# Obedience & agility classes near Greensboro NC?



## positivek9 (Sep 8, 2012)

Hi all!!

I have an 11 week old GSD, Vaxx, that I really need to start working with in a group environment.  I'm looking for competitive geared places that use positive reinforcement techniques and training up to the utility level.

I recently moved here to Browns Summit and am clueless on where to go or whom to contact. I've been away from competing since 2000, so I'm a bit rusty and out of the loop.

My last GSD I worked and trained with earned 2 legs towards her CDX with scores in the high 190's, agility and flyball titles, and knew most of the Utility exercises. She was a rescue and taught me so much on how to overcome issues in a positive way.
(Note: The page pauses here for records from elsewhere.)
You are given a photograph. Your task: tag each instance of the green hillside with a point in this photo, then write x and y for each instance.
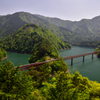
(85, 29)
(10, 23)
(29, 37)
(3, 53)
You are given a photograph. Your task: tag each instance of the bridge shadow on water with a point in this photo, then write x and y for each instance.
(77, 62)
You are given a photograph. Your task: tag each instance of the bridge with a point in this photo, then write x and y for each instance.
(38, 64)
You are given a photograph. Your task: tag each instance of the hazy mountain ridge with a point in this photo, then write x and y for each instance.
(70, 31)
(16, 20)
(29, 37)
(89, 29)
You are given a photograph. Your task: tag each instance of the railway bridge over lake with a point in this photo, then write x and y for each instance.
(38, 64)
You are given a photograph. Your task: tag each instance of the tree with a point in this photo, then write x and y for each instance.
(98, 49)
(13, 84)
(67, 87)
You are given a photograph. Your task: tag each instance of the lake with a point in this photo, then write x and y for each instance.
(89, 68)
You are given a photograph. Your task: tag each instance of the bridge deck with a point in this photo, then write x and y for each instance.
(76, 56)
(28, 66)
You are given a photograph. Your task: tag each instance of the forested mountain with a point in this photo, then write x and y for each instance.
(87, 29)
(30, 36)
(10, 23)
(3, 53)
(70, 31)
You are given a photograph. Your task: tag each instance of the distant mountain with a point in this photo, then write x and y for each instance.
(70, 31)
(87, 29)
(10, 23)
(29, 37)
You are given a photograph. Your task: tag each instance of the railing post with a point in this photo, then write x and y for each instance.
(71, 61)
(83, 58)
(92, 56)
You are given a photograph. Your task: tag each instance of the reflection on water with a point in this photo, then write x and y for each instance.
(89, 68)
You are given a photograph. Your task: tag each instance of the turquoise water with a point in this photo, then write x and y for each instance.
(90, 68)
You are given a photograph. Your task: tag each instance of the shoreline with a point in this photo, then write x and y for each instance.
(4, 58)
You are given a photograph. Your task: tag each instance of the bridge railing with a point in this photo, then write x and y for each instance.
(28, 66)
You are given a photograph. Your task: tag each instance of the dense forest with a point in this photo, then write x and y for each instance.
(21, 32)
(98, 49)
(72, 32)
(3, 53)
(29, 37)
(48, 82)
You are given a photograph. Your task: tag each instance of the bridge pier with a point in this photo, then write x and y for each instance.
(71, 61)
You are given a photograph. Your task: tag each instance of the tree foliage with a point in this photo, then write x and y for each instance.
(3, 53)
(30, 36)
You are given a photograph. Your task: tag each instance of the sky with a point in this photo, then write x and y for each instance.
(73, 10)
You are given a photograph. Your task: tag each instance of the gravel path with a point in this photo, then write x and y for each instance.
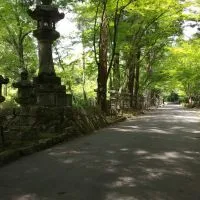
(155, 156)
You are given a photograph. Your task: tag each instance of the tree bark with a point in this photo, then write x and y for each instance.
(103, 59)
(116, 72)
(137, 78)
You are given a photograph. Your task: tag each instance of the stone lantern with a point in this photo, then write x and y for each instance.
(25, 95)
(46, 16)
(47, 86)
(2, 81)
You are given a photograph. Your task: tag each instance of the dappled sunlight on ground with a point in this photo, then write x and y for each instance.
(153, 157)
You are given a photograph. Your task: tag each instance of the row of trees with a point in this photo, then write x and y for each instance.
(127, 45)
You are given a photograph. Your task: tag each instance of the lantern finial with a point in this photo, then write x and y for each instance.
(46, 2)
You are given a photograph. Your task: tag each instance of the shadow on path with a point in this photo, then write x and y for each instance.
(152, 157)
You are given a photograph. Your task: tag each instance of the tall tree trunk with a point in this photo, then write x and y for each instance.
(116, 72)
(83, 74)
(102, 66)
(131, 76)
(137, 77)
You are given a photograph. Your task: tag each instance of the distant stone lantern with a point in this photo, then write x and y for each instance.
(49, 92)
(2, 81)
(47, 16)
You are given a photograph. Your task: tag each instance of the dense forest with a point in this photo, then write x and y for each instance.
(137, 47)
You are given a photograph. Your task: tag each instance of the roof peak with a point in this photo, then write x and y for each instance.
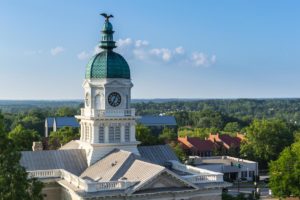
(107, 41)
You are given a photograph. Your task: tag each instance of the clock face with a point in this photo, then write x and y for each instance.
(114, 99)
(87, 99)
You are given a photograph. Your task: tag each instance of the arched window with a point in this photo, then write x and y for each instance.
(97, 102)
(114, 133)
(127, 132)
(101, 133)
(87, 132)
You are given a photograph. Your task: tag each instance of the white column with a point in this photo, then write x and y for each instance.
(92, 133)
(96, 134)
(81, 131)
(122, 133)
(132, 133)
(106, 139)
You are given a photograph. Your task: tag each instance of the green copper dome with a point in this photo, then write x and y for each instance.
(107, 64)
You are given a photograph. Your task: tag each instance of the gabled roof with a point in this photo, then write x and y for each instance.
(157, 121)
(49, 121)
(62, 121)
(158, 154)
(73, 160)
(66, 121)
(197, 143)
(124, 165)
(235, 141)
(106, 168)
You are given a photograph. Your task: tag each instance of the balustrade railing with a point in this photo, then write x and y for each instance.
(108, 113)
(80, 183)
(197, 175)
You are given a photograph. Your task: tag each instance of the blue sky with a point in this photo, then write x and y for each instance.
(175, 48)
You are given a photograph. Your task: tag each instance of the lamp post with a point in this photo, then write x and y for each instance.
(255, 186)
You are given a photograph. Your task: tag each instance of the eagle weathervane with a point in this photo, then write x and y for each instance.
(106, 16)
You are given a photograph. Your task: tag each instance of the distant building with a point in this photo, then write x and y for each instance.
(106, 162)
(196, 146)
(226, 141)
(158, 123)
(232, 168)
(54, 123)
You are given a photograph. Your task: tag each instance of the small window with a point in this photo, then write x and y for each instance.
(127, 132)
(101, 134)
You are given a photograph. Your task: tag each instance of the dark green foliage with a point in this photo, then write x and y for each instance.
(168, 135)
(232, 127)
(240, 196)
(285, 172)
(143, 134)
(14, 184)
(23, 138)
(66, 112)
(63, 136)
(265, 139)
(178, 151)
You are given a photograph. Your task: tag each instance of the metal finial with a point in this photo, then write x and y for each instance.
(106, 16)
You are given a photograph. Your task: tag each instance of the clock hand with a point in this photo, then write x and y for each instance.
(114, 99)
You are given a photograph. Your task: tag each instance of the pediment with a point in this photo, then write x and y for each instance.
(118, 83)
(165, 181)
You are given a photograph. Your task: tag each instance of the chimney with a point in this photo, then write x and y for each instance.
(37, 146)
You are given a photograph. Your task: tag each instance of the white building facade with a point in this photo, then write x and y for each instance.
(106, 163)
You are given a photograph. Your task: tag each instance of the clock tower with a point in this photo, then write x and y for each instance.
(107, 121)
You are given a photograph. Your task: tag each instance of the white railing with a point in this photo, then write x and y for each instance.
(198, 175)
(87, 186)
(108, 113)
(55, 173)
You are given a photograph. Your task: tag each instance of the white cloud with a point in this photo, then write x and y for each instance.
(141, 43)
(33, 52)
(121, 43)
(141, 50)
(83, 55)
(163, 53)
(201, 59)
(57, 50)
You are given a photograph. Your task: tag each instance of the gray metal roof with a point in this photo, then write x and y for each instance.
(62, 121)
(49, 121)
(73, 160)
(157, 121)
(158, 154)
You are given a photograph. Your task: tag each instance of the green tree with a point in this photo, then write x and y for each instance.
(232, 127)
(66, 112)
(265, 139)
(14, 183)
(285, 172)
(23, 138)
(178, 150)
(63, 136)
(143, 134)
(168, 135)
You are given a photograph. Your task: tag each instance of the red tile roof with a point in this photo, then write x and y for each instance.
(230, 141)
(197, 143)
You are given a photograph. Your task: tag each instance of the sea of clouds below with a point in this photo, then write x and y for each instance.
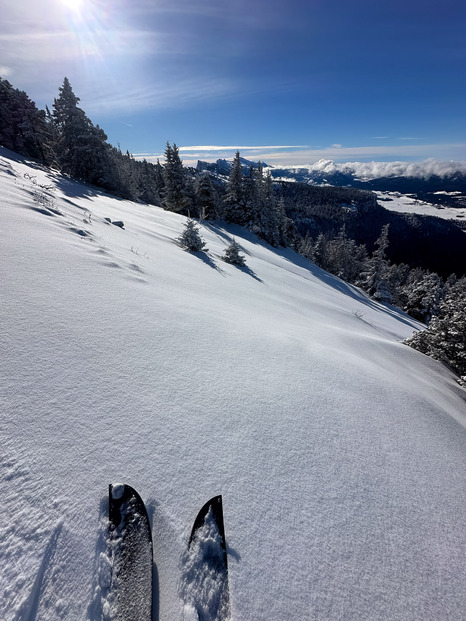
(374, 170)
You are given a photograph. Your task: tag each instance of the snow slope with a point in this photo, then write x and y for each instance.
(394, 201)
(339, 451)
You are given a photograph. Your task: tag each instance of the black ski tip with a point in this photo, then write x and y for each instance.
(216, 505)
(121, 497)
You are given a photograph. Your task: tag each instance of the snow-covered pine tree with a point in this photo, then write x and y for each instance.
(81, 147)
(344, 257)
(424, 295)
(232, 254)
(175, 195)
(445, 337)
(233, 207)
(23, 128)
(319, 251)
(206, 198)
(190, 239)
(375, 280)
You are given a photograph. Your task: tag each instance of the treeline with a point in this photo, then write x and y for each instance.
(285, 214)
(65, 138)
(424, 295)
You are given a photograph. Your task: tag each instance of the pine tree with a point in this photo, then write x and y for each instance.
(81, 147)
(376, 278)
(206, 198)
(190, 239)
(424, 296)
(445, 337)
(23, 128)
(233, 208)
(232, 254)
(344, 257)
(175, 196)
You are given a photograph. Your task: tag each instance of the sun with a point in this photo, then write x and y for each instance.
(73, 5)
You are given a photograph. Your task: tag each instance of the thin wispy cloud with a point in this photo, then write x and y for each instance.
(299, 155)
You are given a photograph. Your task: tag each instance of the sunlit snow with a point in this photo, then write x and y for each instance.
(339, 451)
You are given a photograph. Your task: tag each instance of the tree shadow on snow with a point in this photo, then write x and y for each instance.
(203, 256)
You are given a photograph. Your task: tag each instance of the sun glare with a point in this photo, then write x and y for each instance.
(74, 5)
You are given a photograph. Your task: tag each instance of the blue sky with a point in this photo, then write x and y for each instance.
(285, 81)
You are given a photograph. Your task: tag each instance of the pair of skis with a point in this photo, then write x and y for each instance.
(205, 570)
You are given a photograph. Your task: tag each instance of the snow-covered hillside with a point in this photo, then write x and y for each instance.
(339, 451)
(394, 201)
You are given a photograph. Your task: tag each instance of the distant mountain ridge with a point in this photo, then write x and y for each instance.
(432, 181)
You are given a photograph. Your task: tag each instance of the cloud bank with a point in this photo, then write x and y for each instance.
(374, 170)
I still miss her like the dickens... 

Not sure where to turn to here in NC.... Any help would be greatly appreciated! 

Vaxxx says Woof and he wants to learn more and more!

Thanks in advance!
Julie
Browns Summit
The German Shepherd Database Project
The Shepherd Haven (a safe place for those in need) - coming soon in 2013


----------



## Elaine (Sep 10, 2006)

I have no clue what's what down there, but you can go to some local trials, look around for the better teams, and ask them where they would suggest you train. Around here, it's easy to pick out who goes where by how well they work.


----------



## MaggieRoseLee (Aug 17, 2001)

Did you try hear yet? click --> Clean Run: Agility Clubs and Training Schools

aw:


----------



## Cassidy's Mom (Mar 30, 2003)

Looks like there are some flyball clubs near you too: North American Flyball Association | Flyball Locator


----------